Heute geht es um die Frage, wie die Digitalisierung unser Kommunikationsverhalten verändert. Vor allem aber darum, wie sich früher Kontakt mit Smartphones und Co auf die Sprachentwicklung und die soziale Kompetenz von Kindern auswirkt.
Die Welt wird digitaler. Wie können wir die heranwachsende Generation frühestmöglich auf diese Herausforderung vorbereiten?
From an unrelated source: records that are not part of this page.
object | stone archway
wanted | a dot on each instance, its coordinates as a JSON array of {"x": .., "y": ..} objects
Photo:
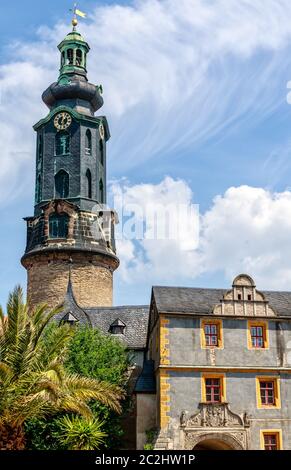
[
  {"x": 214, "y": 441},
  {"x": 217, "y": 441}
]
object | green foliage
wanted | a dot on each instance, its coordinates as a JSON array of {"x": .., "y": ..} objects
[
  {"x": 93, "y": 355},
  {"x": 76, "y": 433},
  {"x": 34, "y": 384}
]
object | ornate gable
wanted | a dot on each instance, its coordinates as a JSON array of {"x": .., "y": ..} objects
[{"x": 244, "y": 300}]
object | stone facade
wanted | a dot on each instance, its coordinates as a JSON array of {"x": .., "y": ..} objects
[
  {"x": 91, "y": 277},
  {"x": 186, "y": 417},
  {"x": 72, "y": 229}
]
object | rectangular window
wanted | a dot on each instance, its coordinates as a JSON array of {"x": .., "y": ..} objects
[
  {"x": 213, "y": 388},
  {"x": 268, "y": 392},
  {"x": 258, "y": 337},
  {"x": 271, "y": 440},
  {"x": 211, "y": 334},
  {"x": 211, "y": 337}
]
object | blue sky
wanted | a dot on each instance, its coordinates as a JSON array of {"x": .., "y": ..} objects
[{"x": 195, "y": 93}]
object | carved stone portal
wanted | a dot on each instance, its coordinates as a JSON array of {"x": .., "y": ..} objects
[{"x": 216, "y": 422}]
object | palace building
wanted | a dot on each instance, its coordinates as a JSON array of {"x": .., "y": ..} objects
[{"x": 212, "y": 366}]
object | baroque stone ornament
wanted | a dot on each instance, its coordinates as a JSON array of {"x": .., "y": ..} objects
[
  {"x": 216, "y": 422},
  {"x": 214, "y": 416}
]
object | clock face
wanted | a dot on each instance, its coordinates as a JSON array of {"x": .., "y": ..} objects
[
  {"x": 63, "y": 121},
  {"x": 101, "y": 131}
]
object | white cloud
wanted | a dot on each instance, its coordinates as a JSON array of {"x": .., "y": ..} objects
[
  {"x": 245, "y": 230},
  {"x": 174, "y": 73}
]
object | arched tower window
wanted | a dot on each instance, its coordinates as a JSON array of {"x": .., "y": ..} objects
[
  {"x": 89, "y": 184},
  {"x": 70, "y": 57},
  {"x": 38, "y": 192},
  {"x": 62, "y": 184},
  {"x": 101, "y": 148},
  {"x": 62, "y": 143},
  {"x": 79, "y": 57},
  {"x": 58, "y": 225},
  {"x": 88, "y": 142},
  {"x": 40, "y": 146},
  {"x": 101, "y": 190}
]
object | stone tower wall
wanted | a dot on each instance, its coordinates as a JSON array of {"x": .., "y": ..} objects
[{"x": 91, "y": 276}]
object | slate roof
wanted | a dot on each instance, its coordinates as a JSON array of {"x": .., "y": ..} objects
[
  {"x": 70, "y": 307},
  {"x": 201, "y": 301},
  {"x": 134, "y": 317}
]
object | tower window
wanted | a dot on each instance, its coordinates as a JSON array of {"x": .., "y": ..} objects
[
  {"x": 38, "y": 193},
  {"x": 62, "y": 143},
  {"x": 89, "y": 184},
  {"x": 58, "y": 225},
  {"x": 70, "y": 57},
  {"x": 40, "y": 146},
  {"x": 88, "y": 142},
  {"x": 101, "y": 190},
  {"x": 79, "y": 57},
  {"x": 62, "y": 184},
  {"x": 101, "y": 148}
]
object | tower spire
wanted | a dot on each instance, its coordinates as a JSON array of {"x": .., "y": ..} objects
[{"x": 76, "y": 13}]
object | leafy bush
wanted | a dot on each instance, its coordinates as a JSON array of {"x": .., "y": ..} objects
[{"x": 94, "y": 355}]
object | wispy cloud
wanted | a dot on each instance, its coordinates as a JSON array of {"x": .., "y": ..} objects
[
  {"x": 174, "y": 74},
  {"x": 246, "y": 229}
]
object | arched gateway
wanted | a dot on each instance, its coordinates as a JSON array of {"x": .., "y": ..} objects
[
  {"x": 214, "y": 427},
  {"x": 216, "y": 441}
]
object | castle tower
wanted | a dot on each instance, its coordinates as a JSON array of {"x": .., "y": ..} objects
[{"x": 70, "y": 230}]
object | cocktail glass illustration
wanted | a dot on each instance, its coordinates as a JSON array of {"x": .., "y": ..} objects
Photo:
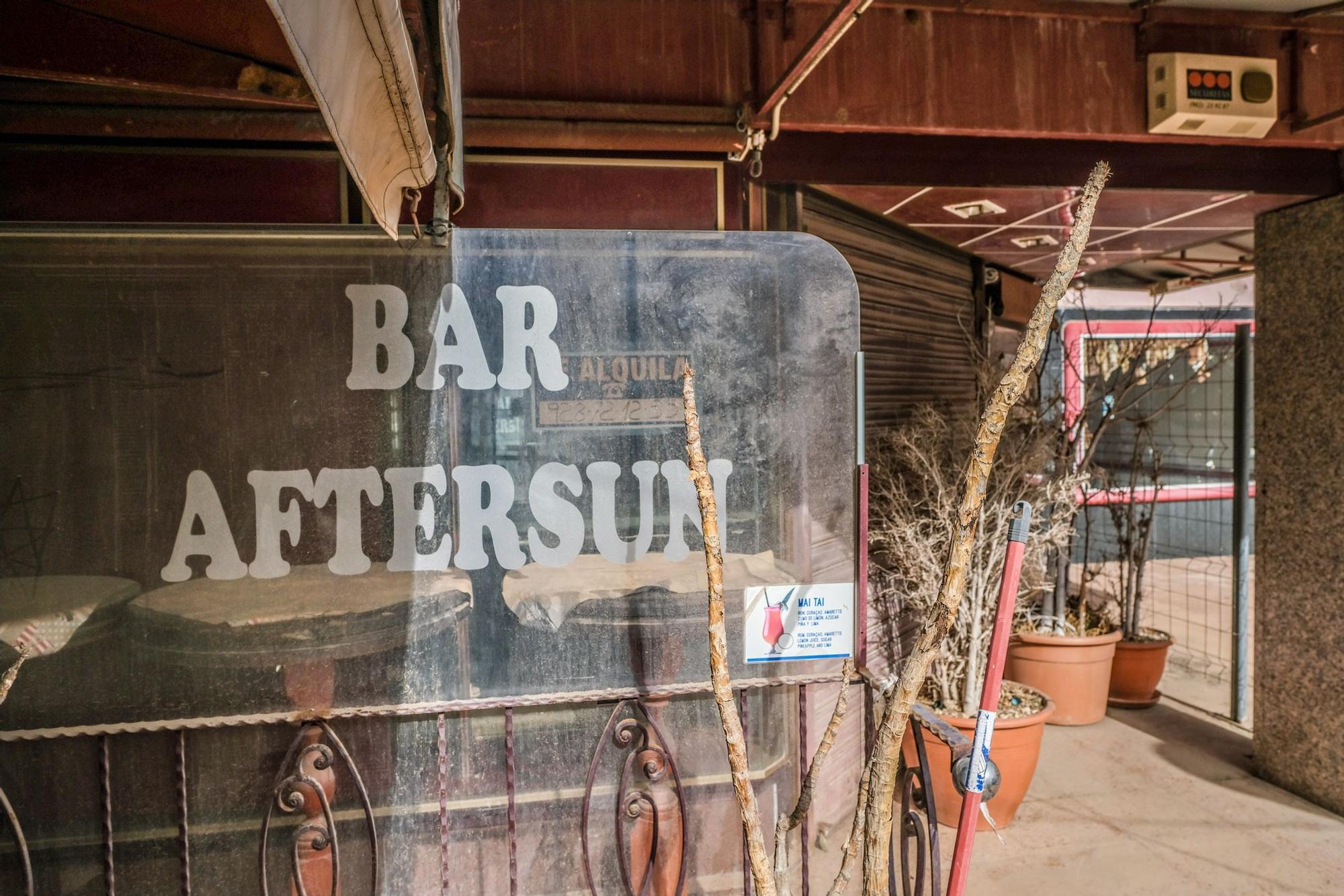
[{"x": 773, "y": 631}]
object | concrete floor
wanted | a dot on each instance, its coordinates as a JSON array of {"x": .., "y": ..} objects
[{"x": 1158, "y": 801}]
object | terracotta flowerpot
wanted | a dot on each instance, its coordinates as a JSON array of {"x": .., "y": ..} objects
[
  {"x": 1015, "y": 749},
  {"x": 1136, "y": 671},
  {"x": 1075, "y": 672}
]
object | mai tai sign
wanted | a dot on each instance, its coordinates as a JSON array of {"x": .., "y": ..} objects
[{"x": 271, "y": 474}]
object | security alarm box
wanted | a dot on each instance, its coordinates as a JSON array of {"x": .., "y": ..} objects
[{"x": 1191, "y": 93}]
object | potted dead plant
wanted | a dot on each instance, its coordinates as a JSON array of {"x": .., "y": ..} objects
[
  {"x": 1069, "y": 645},
  {"x": 1142, "y": 652},
  {"x": 913, "y": 496}
]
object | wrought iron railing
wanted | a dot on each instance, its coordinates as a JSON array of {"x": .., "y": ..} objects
[{"x": 653, "y": 821}]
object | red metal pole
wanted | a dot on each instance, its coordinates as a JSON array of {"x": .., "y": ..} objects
[{"x": 990, "y": 702}]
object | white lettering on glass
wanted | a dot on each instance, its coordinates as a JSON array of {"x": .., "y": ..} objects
[{"x": 214, "y": 542}]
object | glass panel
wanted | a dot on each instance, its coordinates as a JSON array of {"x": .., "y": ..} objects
[{"x": 241, "y": 479}]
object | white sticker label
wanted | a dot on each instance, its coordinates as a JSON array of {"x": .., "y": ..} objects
[{"x": 798, "y": 623}]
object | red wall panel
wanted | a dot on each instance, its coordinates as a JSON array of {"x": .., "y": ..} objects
[{"x": 171, "y": 186}]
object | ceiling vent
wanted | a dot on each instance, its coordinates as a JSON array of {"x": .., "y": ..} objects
[
  {"x": 1209, "y": 96},
  {"x": 976, "y": 209}
]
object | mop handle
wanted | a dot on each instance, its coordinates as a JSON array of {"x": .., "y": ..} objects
[{"x": 979, "y": 764}]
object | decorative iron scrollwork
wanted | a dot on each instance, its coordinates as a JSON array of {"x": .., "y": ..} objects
[
  {"x": 307, "y": 782},
  {"x": 25, "y": 862},
  {"x": 919, "y": 823},
  {"x": 651, "y": 816}
]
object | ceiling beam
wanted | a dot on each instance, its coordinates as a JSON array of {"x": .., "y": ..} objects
[
  {"x": 812, "y": 54},
  {"x": 1325, "y": 10},
  {"x": 941, "y": 161}
]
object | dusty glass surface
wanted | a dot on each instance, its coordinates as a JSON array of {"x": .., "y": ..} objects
[{"x": 253, "y": 475}]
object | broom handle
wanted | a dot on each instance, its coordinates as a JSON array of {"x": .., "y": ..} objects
[{"x": 990, "y": 701}]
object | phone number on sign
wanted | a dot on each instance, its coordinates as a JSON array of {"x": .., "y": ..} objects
[{"x": 638, "y": 412}]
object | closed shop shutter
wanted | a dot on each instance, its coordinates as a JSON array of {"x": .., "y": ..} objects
[{"x": 917, "y": 308}]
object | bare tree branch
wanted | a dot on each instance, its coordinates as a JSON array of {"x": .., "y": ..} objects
[
  {"x": 810, "y": 782},
  {"x": 888, "y": 744},
  {"x": 720, "y": 647}
]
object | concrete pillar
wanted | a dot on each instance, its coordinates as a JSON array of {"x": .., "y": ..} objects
[{"x": 1299, "y": 678}]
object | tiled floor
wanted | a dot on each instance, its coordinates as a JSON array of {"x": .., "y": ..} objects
[{"x": 1158, "y": 801}]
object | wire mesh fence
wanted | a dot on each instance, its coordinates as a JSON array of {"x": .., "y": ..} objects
[{"x": 1187, "y": 584}]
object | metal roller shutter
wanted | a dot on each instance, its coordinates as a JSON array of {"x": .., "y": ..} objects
[{"x": 917, "y": 308}]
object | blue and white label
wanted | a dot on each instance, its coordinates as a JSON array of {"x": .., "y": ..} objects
[
  {"x": 980, "y": 752},
  {"x": 798, "y": 623}
]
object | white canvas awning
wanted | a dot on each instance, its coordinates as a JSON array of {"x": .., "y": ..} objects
[{"x": 358, "y": 60}]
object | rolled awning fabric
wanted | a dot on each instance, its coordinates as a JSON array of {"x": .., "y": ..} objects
[{"x": 358, "y": 61}]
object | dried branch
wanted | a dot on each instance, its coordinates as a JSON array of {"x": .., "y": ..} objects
[
  {"x": 810, "y": 782},
  {"x": 851, "y": 844},
  {"x": 896, "y": 717},
  {"x": 720, "y": 647}
]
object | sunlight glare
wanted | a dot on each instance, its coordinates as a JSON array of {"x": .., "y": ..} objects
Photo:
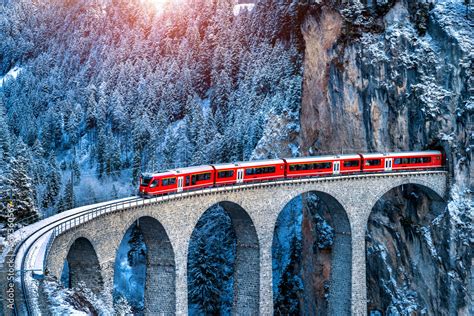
[{"x": 160, "y": 5}]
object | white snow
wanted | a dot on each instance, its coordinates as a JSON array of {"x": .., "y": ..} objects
[
  {"x": 10, "y": 75},
  {"x": 243, "y": 7}
]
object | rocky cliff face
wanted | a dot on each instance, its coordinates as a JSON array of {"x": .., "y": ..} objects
[{"x": 388, "y": 76}]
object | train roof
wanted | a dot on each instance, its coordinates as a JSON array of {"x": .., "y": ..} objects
[
  {"x": 257, "y": 163},
  {"x": 402, "y": 154},
  {"x": 192, "y": 169},
  {"x": 321, "y": 158},
  {"x": 222, "y": 166}
]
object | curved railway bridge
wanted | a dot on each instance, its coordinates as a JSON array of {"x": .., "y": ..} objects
[{"x": 89, "y": 238}]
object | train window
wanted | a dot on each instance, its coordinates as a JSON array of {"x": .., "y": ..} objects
[
  {"x": 372, "y": 162},
  {"x": 225, "y": 174},
  {"x": 200, "y": 177},
  {"x": 146, "y": 181},
  {"x": 260, "y": 170},
  {"x": 351, "y": 163},
  {"x": 323, "y": 165},
  {"x": 168, "y": 181}
]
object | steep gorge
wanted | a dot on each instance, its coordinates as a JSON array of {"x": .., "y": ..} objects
[{"x": 391, "y": 76}]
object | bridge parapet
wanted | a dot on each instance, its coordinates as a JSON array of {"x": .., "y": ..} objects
[{"x": 261, "y": 202}]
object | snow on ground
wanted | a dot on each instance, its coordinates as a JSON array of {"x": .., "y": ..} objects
[
  {"x": 12, "y": 74},
  {"x": 243, "y": 7}
]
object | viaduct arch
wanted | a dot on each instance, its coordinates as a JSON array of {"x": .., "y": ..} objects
[{"x": 262, "y": 202}]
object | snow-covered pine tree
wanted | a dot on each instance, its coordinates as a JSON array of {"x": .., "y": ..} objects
[
  {"x": 53, "y": 186},
  {"x": 203, "y": 281},
  {"x": 17, "y": 193},
  {"x": 290, "y": 287}
]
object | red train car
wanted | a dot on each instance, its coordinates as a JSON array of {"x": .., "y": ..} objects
[
  {"x": 191, "y": 178},
  {"x": 322, "y": 165},
  {"x": 177, "y": 180},
  {"x": 260, "y": 170},
  {"x": 402, "y": 161}
]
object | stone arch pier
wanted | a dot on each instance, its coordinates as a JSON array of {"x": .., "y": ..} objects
[{"x": 176, "y": 217}]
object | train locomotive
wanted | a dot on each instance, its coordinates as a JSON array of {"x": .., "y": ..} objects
[{"x": 193, "y": 178}]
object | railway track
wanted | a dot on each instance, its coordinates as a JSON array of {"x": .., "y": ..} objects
[
  {"x": 22, "y": 307},
  {"x": 85, "y": 213}
]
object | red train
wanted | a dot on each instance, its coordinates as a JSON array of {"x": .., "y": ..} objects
[{"x": 192, "y": 178}]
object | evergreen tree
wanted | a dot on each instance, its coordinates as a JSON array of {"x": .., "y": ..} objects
[
  {"x": 203, "y": 280},
  {"x": 16, "y": 191},
  {"x": 291, "y": 286},
  {"x": 53, "y": 186}
]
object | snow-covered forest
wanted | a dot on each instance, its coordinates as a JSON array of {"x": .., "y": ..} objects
[
  {"x": 94, "y": 92},
  {"x": 137, "y": 91}
]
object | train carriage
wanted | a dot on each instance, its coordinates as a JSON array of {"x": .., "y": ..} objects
[
  {"x": 226, "y": 174},
  {"x": 199, "y": 177},
  {"x": 414, "y": 160},
  {"x": 177, "y": 180},
  {"x": 322, "y": 165},
  {"x": 260, "y": 170}
]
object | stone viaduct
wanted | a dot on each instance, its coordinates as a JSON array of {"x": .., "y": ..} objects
[{"x": 167, "y": 225}]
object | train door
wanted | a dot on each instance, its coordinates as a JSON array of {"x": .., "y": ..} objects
[
  {"x": 240, "y": 175},
  {"x": 388, "y": 164}
]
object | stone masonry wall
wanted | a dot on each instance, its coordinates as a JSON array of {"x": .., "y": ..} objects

Professor Wildermuth: Früheste Vorbereitung heißt nicht, dass man möglichst früh schlichteste Anwenderprogramme einführt. Kinder lernen so überhaupt nicht, eigene Wege zu einer Lösung zu finden. Sie lernen lediglich, Google, Alexa, Siri und Co zu fragen. Bedeutet: Werden Medien mit ihrer hohen Informationsflut und mit ihrer hohen Geschwindigkeit zu früh eingesetzt, verhindert das, dass Kinder zeitanalog denken lernen, handeln lernen, Praktisches umsetzen können.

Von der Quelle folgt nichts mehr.